Re: [PATCH] Incremental sort

From: Alexander Korotkov <a(dot)korotkov(at)postgrespro(dot)ru>
To: Robert Haas <robertmhaas(at)gmail(dot)com>
Cc: Heikki Linnakangas <hlinnaka(at)iki(dot)fi>, Mithun Cy <mithun(dot)cy(at)enterprisedb(dot)com>, pgsql-hackers <pgsql-hackers(at)postgresql(dot)org>
Subject: Re: [PATCH] Incremental sort
Date: 2017-05-05 15:13:42
Views: Raw Message | Whole Thread | Download mbox
Lists: pgsql-hackers

On Thu, Apr 27, 2017 at 5:23 PM, Alexander Korotkov <
a(dot)korotkov(at)postgrespro(dot)ru> wrote:

> On Thu, Apr 27, 2017 at 5:06 PM, Robert Haas <robertmhaas(at)gmail(dot)com>
> wrote:
>> On Wed, Apr 26, 2017 at 11:39 AM, Alexander Korotkov
>> <a(dot)korotkov(at)postgrespro(dot)ru> wrote:
>> > But I'd like to make incremental sort not slower than quicksort in case
>> of
>> > presorted data. New idea about it comes to my mind. Since cause of
>> > incremental sort slowness in this case is too frequent reset of
>> tuplesort,
>> > then what if we would artificially put data in larger groups. Attached
>> > revision of patch implements this: it doesn't stop to accumulate tuples
>> to
>> > tuplesort until we have MIN_GROUP_SIZE tuples.
>> >
>> > Now, incremental sort is not slower than quicksort. And this seems to
>> be
>> > cool.
>> > However, in the LIMIT case we will pay the price of fetching some extra
>> > tuples from outer node. But, that doesn't seem to hurt us too much.
>> >
>> > Any thoughts?
>> Nice idea.
> Cool.
> Than I'm going to make a set of synthetic performance tests in order to
> ensure that there is no regression.

Next revision of patch is attached.
This revision contains one important optimization. I found that it's not
necessary to make every tuple go through prevTuple slot. It's enough to
save single sample tuple per sort group in order to compare skip columns
with it.

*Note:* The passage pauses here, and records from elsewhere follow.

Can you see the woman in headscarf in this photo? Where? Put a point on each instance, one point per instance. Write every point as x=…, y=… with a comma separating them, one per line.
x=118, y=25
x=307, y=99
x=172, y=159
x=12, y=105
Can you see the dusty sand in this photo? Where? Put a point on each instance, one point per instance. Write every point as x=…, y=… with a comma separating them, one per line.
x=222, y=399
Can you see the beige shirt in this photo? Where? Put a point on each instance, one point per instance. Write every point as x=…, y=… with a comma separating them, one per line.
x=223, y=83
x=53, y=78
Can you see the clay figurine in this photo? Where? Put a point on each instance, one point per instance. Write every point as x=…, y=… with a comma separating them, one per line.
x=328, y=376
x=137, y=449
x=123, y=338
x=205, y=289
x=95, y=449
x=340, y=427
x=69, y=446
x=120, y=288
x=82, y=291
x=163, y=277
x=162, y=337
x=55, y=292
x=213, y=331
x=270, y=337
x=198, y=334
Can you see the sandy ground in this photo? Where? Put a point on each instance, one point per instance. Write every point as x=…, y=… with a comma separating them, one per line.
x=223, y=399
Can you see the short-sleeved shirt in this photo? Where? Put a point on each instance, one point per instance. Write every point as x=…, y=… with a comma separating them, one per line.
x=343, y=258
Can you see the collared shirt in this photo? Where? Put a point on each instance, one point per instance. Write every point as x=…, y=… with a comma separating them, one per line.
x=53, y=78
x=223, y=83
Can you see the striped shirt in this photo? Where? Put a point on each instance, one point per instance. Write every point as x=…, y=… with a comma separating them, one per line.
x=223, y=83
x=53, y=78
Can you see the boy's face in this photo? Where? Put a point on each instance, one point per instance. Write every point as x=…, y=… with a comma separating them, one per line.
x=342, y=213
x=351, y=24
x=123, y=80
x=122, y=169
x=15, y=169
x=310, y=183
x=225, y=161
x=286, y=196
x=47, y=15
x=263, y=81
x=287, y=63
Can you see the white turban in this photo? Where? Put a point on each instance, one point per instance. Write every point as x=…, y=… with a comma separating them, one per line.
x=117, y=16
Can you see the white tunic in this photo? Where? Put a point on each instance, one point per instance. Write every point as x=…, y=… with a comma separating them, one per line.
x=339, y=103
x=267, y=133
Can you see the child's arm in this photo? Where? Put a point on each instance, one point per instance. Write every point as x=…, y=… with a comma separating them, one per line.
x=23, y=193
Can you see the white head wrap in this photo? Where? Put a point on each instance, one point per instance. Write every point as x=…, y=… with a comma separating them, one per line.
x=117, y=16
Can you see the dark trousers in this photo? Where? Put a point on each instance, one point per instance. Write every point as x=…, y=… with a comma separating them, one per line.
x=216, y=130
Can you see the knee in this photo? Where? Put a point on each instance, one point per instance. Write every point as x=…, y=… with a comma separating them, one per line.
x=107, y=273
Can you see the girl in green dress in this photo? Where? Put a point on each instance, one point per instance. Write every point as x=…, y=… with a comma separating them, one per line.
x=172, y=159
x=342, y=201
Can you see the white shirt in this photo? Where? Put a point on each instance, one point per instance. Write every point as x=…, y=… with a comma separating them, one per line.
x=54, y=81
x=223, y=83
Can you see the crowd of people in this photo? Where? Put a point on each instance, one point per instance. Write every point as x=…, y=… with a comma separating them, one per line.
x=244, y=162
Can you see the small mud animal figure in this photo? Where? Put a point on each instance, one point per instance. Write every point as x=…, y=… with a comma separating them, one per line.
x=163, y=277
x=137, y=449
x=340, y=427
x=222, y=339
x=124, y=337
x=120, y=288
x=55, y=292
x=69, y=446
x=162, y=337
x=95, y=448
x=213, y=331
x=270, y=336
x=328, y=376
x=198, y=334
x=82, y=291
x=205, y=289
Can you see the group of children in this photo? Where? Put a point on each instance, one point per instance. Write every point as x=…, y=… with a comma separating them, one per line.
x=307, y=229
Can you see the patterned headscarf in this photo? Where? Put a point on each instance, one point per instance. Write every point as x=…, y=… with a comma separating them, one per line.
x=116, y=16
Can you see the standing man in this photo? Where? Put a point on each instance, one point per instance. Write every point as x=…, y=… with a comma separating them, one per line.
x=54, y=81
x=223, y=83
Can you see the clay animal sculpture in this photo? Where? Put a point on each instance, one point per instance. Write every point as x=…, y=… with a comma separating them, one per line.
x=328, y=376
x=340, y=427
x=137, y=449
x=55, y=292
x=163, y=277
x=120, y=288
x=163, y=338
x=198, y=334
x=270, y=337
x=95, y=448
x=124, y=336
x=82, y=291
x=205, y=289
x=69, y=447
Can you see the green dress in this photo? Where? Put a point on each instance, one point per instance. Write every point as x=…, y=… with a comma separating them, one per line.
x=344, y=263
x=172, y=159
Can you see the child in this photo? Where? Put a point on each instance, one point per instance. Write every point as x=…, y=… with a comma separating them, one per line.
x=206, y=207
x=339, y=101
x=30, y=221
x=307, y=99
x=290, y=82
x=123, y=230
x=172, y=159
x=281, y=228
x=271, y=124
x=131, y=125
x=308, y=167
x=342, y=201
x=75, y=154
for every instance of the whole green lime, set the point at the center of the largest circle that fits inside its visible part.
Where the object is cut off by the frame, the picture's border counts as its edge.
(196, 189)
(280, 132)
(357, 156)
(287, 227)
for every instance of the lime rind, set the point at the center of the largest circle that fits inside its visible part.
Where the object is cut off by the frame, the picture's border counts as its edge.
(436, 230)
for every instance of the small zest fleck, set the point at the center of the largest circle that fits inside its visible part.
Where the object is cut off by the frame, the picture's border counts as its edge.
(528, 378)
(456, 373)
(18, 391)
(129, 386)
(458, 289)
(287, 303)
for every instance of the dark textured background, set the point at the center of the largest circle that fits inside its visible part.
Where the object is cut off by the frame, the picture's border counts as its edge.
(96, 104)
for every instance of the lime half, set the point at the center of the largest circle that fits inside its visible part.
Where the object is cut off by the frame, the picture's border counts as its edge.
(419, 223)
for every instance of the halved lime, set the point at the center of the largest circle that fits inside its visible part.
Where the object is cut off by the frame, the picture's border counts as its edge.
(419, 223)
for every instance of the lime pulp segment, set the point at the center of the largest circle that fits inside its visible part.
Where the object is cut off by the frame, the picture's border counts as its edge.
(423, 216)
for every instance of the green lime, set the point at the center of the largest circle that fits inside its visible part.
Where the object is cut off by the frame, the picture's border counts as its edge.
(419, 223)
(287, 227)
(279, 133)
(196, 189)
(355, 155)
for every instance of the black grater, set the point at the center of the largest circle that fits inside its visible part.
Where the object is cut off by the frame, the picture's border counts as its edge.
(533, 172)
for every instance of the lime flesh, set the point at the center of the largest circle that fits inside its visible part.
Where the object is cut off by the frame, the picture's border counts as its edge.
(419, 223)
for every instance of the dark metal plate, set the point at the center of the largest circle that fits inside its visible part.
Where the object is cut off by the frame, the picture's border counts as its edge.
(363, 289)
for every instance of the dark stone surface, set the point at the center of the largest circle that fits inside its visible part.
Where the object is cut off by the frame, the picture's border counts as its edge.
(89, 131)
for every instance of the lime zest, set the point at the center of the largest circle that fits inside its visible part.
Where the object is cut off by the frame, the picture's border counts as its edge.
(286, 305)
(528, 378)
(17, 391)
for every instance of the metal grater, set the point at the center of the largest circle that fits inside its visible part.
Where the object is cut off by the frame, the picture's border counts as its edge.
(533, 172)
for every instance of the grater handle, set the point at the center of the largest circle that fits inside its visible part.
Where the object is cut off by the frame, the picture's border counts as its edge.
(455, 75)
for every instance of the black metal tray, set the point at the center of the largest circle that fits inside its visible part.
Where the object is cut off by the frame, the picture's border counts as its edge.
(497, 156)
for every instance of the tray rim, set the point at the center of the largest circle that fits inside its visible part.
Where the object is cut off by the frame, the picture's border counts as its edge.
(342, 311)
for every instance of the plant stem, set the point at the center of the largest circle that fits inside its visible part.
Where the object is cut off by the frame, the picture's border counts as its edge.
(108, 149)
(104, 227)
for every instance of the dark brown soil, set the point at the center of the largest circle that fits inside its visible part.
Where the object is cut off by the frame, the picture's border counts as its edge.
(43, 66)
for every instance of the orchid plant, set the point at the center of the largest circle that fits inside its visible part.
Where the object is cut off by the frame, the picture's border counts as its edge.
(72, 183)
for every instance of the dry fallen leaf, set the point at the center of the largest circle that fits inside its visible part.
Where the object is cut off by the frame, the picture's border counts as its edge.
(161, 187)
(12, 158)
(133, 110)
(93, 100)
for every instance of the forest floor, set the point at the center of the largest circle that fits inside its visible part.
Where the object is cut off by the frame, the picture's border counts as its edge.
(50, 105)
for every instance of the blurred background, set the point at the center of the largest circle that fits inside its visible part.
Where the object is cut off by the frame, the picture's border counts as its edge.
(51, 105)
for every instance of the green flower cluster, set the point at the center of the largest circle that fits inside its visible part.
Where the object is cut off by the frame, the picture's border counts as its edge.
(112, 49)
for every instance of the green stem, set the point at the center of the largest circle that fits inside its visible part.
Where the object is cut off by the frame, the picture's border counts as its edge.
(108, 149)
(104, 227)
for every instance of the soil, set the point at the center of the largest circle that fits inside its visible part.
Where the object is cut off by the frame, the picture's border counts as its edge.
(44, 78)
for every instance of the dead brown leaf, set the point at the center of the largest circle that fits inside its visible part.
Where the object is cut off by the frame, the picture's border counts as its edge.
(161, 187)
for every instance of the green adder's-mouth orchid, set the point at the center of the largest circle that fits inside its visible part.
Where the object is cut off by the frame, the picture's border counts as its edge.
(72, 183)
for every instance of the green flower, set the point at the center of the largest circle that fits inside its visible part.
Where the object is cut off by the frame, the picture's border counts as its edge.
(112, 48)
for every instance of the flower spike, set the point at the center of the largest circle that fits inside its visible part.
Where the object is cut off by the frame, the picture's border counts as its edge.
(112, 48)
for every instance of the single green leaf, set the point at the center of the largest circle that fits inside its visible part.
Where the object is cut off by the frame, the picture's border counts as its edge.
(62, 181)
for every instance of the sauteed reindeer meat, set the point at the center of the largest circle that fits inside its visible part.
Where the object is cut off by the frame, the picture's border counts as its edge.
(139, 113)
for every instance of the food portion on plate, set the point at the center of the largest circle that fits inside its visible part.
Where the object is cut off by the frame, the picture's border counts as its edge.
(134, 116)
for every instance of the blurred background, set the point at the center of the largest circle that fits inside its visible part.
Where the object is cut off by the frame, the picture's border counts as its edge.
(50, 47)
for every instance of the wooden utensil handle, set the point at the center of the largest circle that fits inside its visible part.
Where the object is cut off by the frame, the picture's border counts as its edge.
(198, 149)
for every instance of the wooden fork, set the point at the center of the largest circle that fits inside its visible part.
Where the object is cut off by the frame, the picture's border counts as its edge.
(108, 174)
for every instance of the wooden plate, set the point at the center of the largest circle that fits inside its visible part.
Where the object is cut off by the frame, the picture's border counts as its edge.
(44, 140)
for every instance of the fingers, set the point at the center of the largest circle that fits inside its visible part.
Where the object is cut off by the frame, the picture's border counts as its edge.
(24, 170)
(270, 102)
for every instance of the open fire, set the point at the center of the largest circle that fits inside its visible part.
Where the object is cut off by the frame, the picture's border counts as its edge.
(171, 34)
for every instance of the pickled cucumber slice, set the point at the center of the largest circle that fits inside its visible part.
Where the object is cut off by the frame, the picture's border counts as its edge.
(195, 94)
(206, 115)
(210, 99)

This optimization allows to evade regression on large sort groups
which I have observed.

I'm also attaching python script ( which I use for
synthetic performance benchmarking. This script runs benchmarks which are
similar to one posted by Heikki, but with some variations. These
benchmarks are aimed to check if there are cases when incremental sort is
slower than plain sort.

This script generates tables with structure described in 'tables' array.
For generation of texts, md5 function is used. For first GroupedCols
number of table columns, groups of GroupSize equal values are generated.
Then there are columns which values are just sequential. In the last column
have PreorderedFrac fraction of sequential values and rest of values are
random. Therefore, we can measure influence of presorted optimization in
qsort with various fractions of presorted data. Also there is btree index
which covers all the columns of that table.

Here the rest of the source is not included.